Первая цитата – посвящение к «Новым стихам» (1906) известного венгерского поэта Эндре Ади (1877 – 1919), к сборнику, где впервые в полную силу зазвучал его новый, необычный голос. Вторая – из рассказа тоже известнейшего новеллиста и романиста Дюлы Круди (1878 – 1933) «Белый ворон на колокольне» (1916).

Оставим пока в стороне некоторую витиеватость слога: она – наравне с долей юношеской претенциозности – прежде всего бросается в глаза в посвящении Ади. Отметим то смиренное обожание, самоотреченное преклонение пред «госпожой Ледой» и вместе некое противительно-обреченное отстранение от «опустошительной», снедающей душу жизни, которыми оно проникнуто. И у Круди в его меланхолическом пассаже – подобное томление: всепоглощающее желание отвлечься, забыться; кануть в забытье с головой, «чтобы не приходить больше в себя». И у обоих это не просто случайно совпавшая прихоть, мимолетное настроение. Скорее настрой, лад всего творчества – пусть более трагичный, напряженно-драматический у Ади и более лиричный, мягкий, мечтательный у Круди. За настроением, слогом, изливаясь в них, стояло целое внушаемое эпохой само- и жизнеощущение.

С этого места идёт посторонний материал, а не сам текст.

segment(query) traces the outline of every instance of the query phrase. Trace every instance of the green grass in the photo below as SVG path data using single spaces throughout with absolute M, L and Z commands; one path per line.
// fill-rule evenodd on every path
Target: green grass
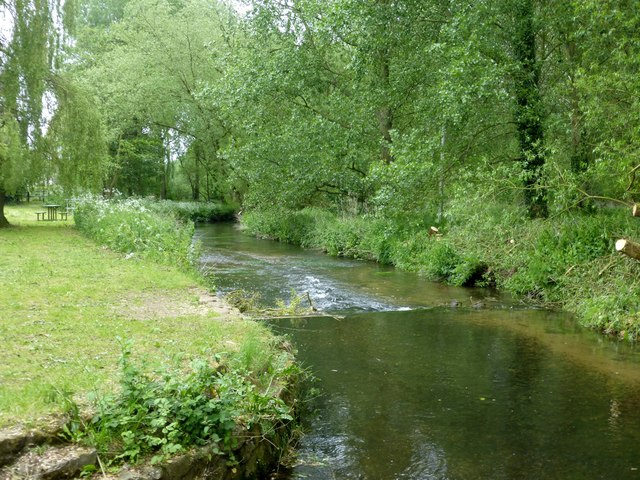
M 266 370 L 274 338 L 261 325 L 202 311 L 195 276 L 125 259 L 67 222 L 36 222 L 34 206 L 6 208 L 0 230 L 0 426 L 60 412 L 62 398 L 117 383 L 124 341 L 149 368 L 228 352 Z

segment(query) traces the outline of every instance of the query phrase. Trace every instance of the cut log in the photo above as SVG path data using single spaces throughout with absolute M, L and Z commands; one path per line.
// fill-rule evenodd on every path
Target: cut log
M 438 235 L 438 233 L 440 233 L 440 230 L 438 230 L 436 227 L 431 227 L 429 229 L 429 236 L 433 237 L 434 235 Z
M 616 241 L 616 250 L 620 253 L 624 253 L 628 257 L 640 260 L 640 243 L 632 242 L 626 238 L 621 238 Z
M 631 215 L 633 215 L 634 217 L 640 217 L 640 206 L 637 203 L 633 204 Z

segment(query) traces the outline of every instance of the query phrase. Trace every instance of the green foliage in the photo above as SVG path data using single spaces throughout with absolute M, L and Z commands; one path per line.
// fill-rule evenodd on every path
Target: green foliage
M 272 359 L 269 374 L 286 381 L 295 372 L 282 358 Z M 146 372 L 144 363 L 132 359 L 131 346 L 124 345 L 119 392 L 96 399 L 97 413 L 85 432 L 101 455 L 112 462 L 152 455 L 154 463 L 209 445 L 233 460 L 234 434 L 259 425 L 260 434 L 269 438 L 293 420 L 274 391 L 261 388 L 250 372 L 230 369 L 222 355 L 193 360 L 188 368 L 179 363 Z
M 426 230 L 405 230 L 392 242 L 391 262 L 403 270 L 418 271 L 424 264 L 431 242 Z
M 430 242 L 429 248 L 421 256 L 424 271 L 434 280 L 447 280 L 456 271 L 460 258 L 453 246 L 446 241 Z
M 616 234 L 633 228 L 624 213 L 576 214 L 527 225 L 537 230 L 536 235 L 516 254 L 517 270 L 504 286 L 517 294 L 548 301 L 562 298 L 567 270 L 611 254 Z
M 100 117 L 60 71 L 76 1 L 2 2 L 0 195 L 55 179 L 95 187 L 106 163 Z M 0 225 L 6 219 L 0 204 Z
M 58 76 L 53 85 L 58 108 L 45 137 L 50 161 L 44 178 L 55 177 L 67 192 L 95 190 L 108 165 L 102 118 L 71 78 Z
M 323 250 L 334 256 L 389 261 L 393 230 L 387 222 L 375 218 L 338 217 L 318 208 L 260 210 L 243 214 L 242 225 L 252 235 Z
M 107 184 L 129 195 L 231 198 L 219 90 L 241 36 L 222 2 L 87 2 L 70 69 L 107 126 Z M 119 72 L 113 75 L 113 72 Z M 176 189 L 176 180 L 178 182 Z M 181 196 L 176 197 L 174 193 Z
M 284 300 L 278 299 L 276 301 L 276 308 L 270 311 L 273 315 L 289 315 L 302 317 L 310 314 L 313 311 L 311 305 L 311 298 L 309 294 L 300 295 L 295 290 L 291 290 L 291 297 L 289 303 Z
M 48 75 L 58 4 L 42 28 L 8 4 L 22 21 L 0 67 L 0 190 L 48 165 L 95 180 L 82 152 L 104 130 L 109 188 L 233 199 L 261 236 L 544 301 L 627 231 L 599 202 L 640 195 L 633 2 L 294 3 L 240 19 L 223 2 L 89 0 L 64 64 L 76 89 Z M 45 92 L 48 142 L 27 142 Z
M 294 245 L 311 244 L 316 224 L 323 213 L 315 209 L 300 211 L 260 210 L 242 216 L 242 225 L 248 233 Z
M 233 220 L 237 207 L 216 202 L 174 202 L 160 200 L 150 207 L 161 215 L 174 215 L 184 222 L 221 222 Z
M 77 228 L 115 251 L 185 269 L 198 259 L 193 222 L 181 221 L 166 206 L 158 211 L 150 200 L 108 201 L 95 196 L 79 197 L 75 203 Z
M 258 292 L 233 290 L 225 295 L 225 300 L 240 313 L 254 313 L 261 310 L 261 295 Z

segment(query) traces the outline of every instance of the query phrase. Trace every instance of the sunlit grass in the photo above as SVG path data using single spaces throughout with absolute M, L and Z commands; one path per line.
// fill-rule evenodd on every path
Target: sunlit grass
M 7 208 L 14 227 L 0 230 L 0 426 L 59 411 L 61 394 L 112 389 L 125 340 L 149 367 L 237 351 L 249 368 L 263 368 L 267 330 L 203 314 L 195 277 L 127 260 L 81 236 L 71 219 L 36 221 L 37 210 Z M 132 313 L 149 299 L 153 309 Z
M 5 214 L 7 216 L 7 220 L 9 220 L 9 223 L 12 225 L 47 225 L 50 227 L 68 227 L 69 225 L 73 225 L 72 215 L 69 215 L 66 220 L 56 220 L 51 222 L 48 220 L 38 221 L 36 212 L 45 212 L 46 210 L 47 209 L 42 206 L 42 203 L 31 202 L 23 203 L 20 206 L 9 206 L 5 209 Z M 65 207 L 60 207 L 58 211 L 65 211 Z

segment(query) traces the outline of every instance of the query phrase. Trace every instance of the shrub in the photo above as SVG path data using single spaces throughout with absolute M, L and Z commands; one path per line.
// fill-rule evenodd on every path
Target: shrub
M 465 256 L 453 268 L 447 282 L 457 287 L 488 286 L 490 279 L 485 278 L 489 267 L 474 256 Z
M 528 224 L 533 232 L 519 247 L 516 257 L 508 260 L 517 271 L 506 279 L 504 286 L 519 295 L 529 295 L 548 301 L 564 296 L 566 272 L 577 265 L 593 262 L 613 252 L 616 232 L 628 224 L 619 212 L 598 215 L 566 215 L 554 221 Z
M 164 215 L 172 214 L 183 221 L 221 222 L 233 220 L 237 208 L 215 202 L 174 202 L 161 200 L 150 202 L 149 207 Z
M 326 224 L 328 212 L 319 209 L 260 210 L 243 214 L 242 226 L 247 233 L 260 238 L 316 247 L 314 238 L 319 223 Z
M 448 281 L 461 262 L 453 246 L 446 241 L 431 241 L 430 248 L 423 253 L 422 259 L 426 275 L 439 281 Z
M 283 359 L 271 362 L 270 373 L 289 380 L 299 371 L 287 354 Z M 263 390 L 250 372 L 230 369 L 220 355 L 196 359 L 187 369 L 145 372 L 144 364 L 133 362 L 127 344 L 120 366 L 120 390 L 96 399 L 97 413 L 83 433 L 111 462 L 153 455 L 153 463 L 201 445 L 230 454 L 239 427 L 260 425 L 260 433 L 270 438 L 293 419 L 275 389 Z
M 405 232 L 401 236 L 396 236 L 390 245 L 391 263 L 403 270 L 420 270 L 432 240 L 429 233 L 424 230 Z
M 613 248 L 616 238 L 640 238 L 640 221 L 626 209 L 530 221 L 518 205 L 464 204 L 452 209 L 442 238 L 429 235 L 428 222 L 340 217 L 319 209 L 250 212 L 242 220 L 254 235 L 391 263 L 453 285 L 496 285 L 539 304 L 564 306 L 591 328 L 627 338 L 640 333 L 640 263 Z

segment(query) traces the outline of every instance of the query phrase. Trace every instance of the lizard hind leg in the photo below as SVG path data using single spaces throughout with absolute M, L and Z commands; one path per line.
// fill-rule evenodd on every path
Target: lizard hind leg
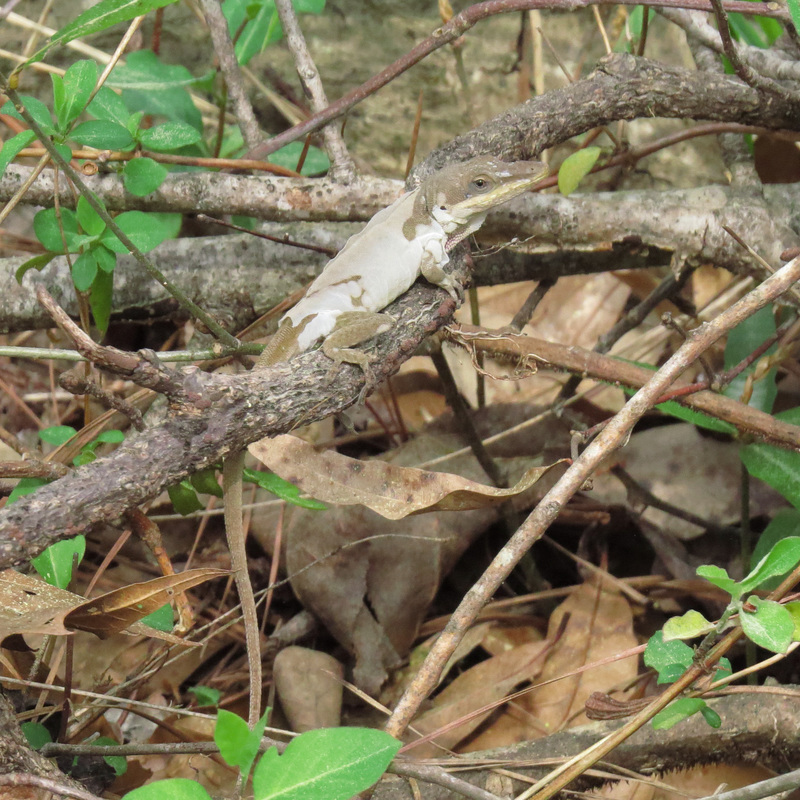
M 389 314 L 374 311 L 345 311 L 340 314 L 336 319 L 336 327 L 322 343 L 322 352 L 334 362 L 326 380 L 333 379 L 343 362 L 358 365 L 365 378 L 364 388 L 358 397 L 358 402 L 363 403 L 376 383 L 370 367 L 370 362 L 375 359 L 363 350 L 356 349 L 356 345 L 390 330 L 394 322 L 394 317 Z

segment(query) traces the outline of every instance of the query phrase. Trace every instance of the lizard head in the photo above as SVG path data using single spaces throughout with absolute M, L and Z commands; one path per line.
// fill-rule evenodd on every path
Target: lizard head
M 540 161 L 506 163 L 480 156 L 431 176 L 424 200 L 446 233 L 468 235 L 481 226 L 489 209 L 527 191 L 546 174 Z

Каков же «эпохальный» смысл этого жизнеощущения?.. По своему прямому лексическому значению сецессия – это разрыв. Так это самоназвание и воспринималось приверженцами art nouveau, Jugendstil’ я и всего того, что объединилось понятием сецессиона, сецессии: как разрыв с академизмом, устоявшимися взглядами и вкусами. Современная же ей и послевоенная критика- не только венгерская – склонна была отождествлять этот своеобразный уход от традиционного и традиционности с неким упадком: усталостью, резиньяцией, болезненным влечением к смерти или эротике, относя все это без разбора к настроениям конца века и прямо к декадансу1. Но и потом, хотя и меняя знак на противоположный, не могли избавиться от социологической упрощенности: подтягивали сецессию к неприятию буржуазных отношений, даже к революционности и социалистическим чаяниям2. Отправляясь от фигурального, неправомерно оголяемого высказывания Э. Ади («моя сецессия – это борьба прогресса со всякой твердолобой узостью» 3), А. Диосеги в статьях (и диссертации о сецессии в венгерской литературе, 1968) подчеркивал: сецессия и есть «прежде всего борьба», «антикапиталистический бунт» – и под флагом социального протеста даже пытался все художественные течения рубежа XIX-XX веков ввести в русло сецессии как «ведущего стилевого направления эпохи» 4.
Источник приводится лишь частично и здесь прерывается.